GUILHERME NASCIMENTO –
“São quase sete anos neste ritmo. Corro desde 2010 e sempre chegando ao pódio”.

São quantas conquistas?
GUILHERME NASCIMENTO –
“Primeiro, tenho que dizer que vencer ou chegar bem em uma prova é consequência de toda esta dedicação. Tenho muitos troféus de vitórias e pódios. Nunca parei para contar quantas conquistas tenho, mas já cheguei a uns 100 troféus em casa como campeão, segundo e terceiro colocado”.

Qual foi a prova mais complicada você teve pela frente?
GUILHERME NASCIMENTO –
“Acho que a prova mais complicada que disputei foi uma Meia Maratona em Caldas Novas [Goiás]. O percurso era muito pesado por causa da quantidade de subidas. Cheguei no 15º lugar geral”.

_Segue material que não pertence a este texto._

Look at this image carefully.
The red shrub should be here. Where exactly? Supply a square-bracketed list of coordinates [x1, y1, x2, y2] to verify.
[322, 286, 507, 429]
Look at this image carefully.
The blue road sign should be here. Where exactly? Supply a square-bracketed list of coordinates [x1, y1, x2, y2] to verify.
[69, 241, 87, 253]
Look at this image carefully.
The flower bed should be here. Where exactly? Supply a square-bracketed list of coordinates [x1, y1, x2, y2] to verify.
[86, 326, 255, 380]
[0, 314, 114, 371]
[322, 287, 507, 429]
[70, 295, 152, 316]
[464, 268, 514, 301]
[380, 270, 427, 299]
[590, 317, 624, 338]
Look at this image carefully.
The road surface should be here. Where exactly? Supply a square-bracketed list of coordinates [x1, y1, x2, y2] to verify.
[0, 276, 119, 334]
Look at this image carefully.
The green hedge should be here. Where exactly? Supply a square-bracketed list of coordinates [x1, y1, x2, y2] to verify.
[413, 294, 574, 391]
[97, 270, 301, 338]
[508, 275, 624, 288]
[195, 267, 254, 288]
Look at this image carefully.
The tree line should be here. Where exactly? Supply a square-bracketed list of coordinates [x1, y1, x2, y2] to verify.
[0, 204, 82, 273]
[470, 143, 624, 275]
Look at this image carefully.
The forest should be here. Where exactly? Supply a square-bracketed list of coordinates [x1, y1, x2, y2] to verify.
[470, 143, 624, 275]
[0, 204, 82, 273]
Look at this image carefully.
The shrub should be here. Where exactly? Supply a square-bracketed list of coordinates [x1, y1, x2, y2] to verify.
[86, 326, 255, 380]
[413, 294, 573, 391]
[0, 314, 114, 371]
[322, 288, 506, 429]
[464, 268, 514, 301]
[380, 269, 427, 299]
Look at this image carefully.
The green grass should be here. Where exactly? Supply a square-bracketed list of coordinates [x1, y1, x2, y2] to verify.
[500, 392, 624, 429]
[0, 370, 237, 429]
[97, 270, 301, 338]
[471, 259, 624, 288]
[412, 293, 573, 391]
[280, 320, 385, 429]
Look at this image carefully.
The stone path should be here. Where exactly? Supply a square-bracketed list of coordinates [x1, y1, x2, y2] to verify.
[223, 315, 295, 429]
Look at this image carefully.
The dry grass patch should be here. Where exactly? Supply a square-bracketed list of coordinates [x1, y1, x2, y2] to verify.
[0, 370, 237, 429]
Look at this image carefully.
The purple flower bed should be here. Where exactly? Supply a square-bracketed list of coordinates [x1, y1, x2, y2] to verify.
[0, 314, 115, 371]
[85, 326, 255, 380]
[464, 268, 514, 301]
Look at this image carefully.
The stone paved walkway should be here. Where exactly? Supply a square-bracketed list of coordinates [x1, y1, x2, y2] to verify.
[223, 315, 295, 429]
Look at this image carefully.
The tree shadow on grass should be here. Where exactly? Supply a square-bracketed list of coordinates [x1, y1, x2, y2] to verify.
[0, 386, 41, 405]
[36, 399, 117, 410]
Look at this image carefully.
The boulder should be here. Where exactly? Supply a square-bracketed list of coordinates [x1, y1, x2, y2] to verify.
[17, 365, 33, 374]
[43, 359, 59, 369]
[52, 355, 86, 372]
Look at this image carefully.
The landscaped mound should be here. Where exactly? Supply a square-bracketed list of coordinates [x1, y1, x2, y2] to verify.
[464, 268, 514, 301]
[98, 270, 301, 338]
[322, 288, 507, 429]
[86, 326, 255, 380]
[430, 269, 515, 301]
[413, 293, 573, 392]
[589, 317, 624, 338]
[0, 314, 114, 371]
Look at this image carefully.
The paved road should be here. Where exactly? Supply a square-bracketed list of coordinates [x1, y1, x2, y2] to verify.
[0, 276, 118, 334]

Segundo Guilherme, são 100 pódios até aqui; meta agora
é buscar resultado de expressão em provas nacionais
Você começou a levar as corridas a sério em 2010, mas não acredito que tenha sido só por iniciativa própria. Imagino que tenha o incentivo de alguém...
GUILHERME NASCIMENTO –
“Acho que foi uma coisa natural porque eu sempre gostei de esporte e das corridas de rua, como a São Silvestre, que reunia os grandes corredores do Brasil como Vanderlei Cordeiro de Lima. Como eu disse, comecei a correr em 2010, mas com inspiração em uma pessoa daqui da cidade”.

E quem foi esta inspiração?
GUILHERME NASCIMENTO –
“O José Geraldo, que todo mundo no meio do atletismo de rua conhece como Lagartixa. Ele era o melhor atleta da cidade; vencia praticamente todas as corridas por aqui. E desde quando comecei a treinar pensava que eu tinha que ganhar dele, porque ele parecia imbatível, como de fato era à época”.

E quando foi que conseguiu “bater” o ídolo?
GUILHERME NASCIMENTO –
“Com seis meses de muito treinamento, inclusive em treinos junto com o próprio Zé, consegui vencê-lo na Corrida do Exército de 2010. Esta prova foi um divisor de águas. Desde lá que eu venho pegando pódio”.

Nas corridas do Santos Reis e de São Sebastião, você foi o melhor atleta local. Manteve um ritmo próximo aos dos vencedores, que são atletas profissionais. Vai ter a prova dos Bombeiros neste fim de semana. Qual é a sua meta para esta corrida?
GUILHERME NASCIMENTO –
“Vou ficar de fora da prova dos Bombeiros. Não consegui fazer a inscrição a tempo. As vagas acabaram antes do prazo final, mas há situações que vêm para o bem. Estou com foco para a Meia Maratona de Porto Seguro, no dia 23 de abril, que é uma prova de grande porte, com projeção nacional”.

Já encarou também as provas mais tradicionais de Minas?
GUILHERME NASCIMENTO –
“Fiz duas Voltas Internacionais da Pampulha, a melhor em 2016, quando fiquei em 29º lugar no geral e primeiro em minha categoria. Teve ainda a Meia Maratona de BH, também em 2015: cheguei em 16º no geral e segundo na minha categoria [25-29 anos]”.

Com esta sequência de resultados em Montes Claros nos últimos anos, acha que está na hora de buscar mais provas fora de Montes Claros?
GUILHERME NASCIMENTO –
“Aqui em Montes Claros tem bons corredores, de alto nível, mas gosto de competir e as corridas fora de Montes Claros têm mais incentivo nas premiações. Acontece que às vezes falta apoio, mas tenho esta vontade de ir à São Silvestre, voltar à Meia Maratona de BH. Fora daqui, sei que vou encontrar adversários mais experientes, de estilos diferentes e quem sabe conseguir me tornar um atleta de elite. Vou ralar muito para isto acontecer”.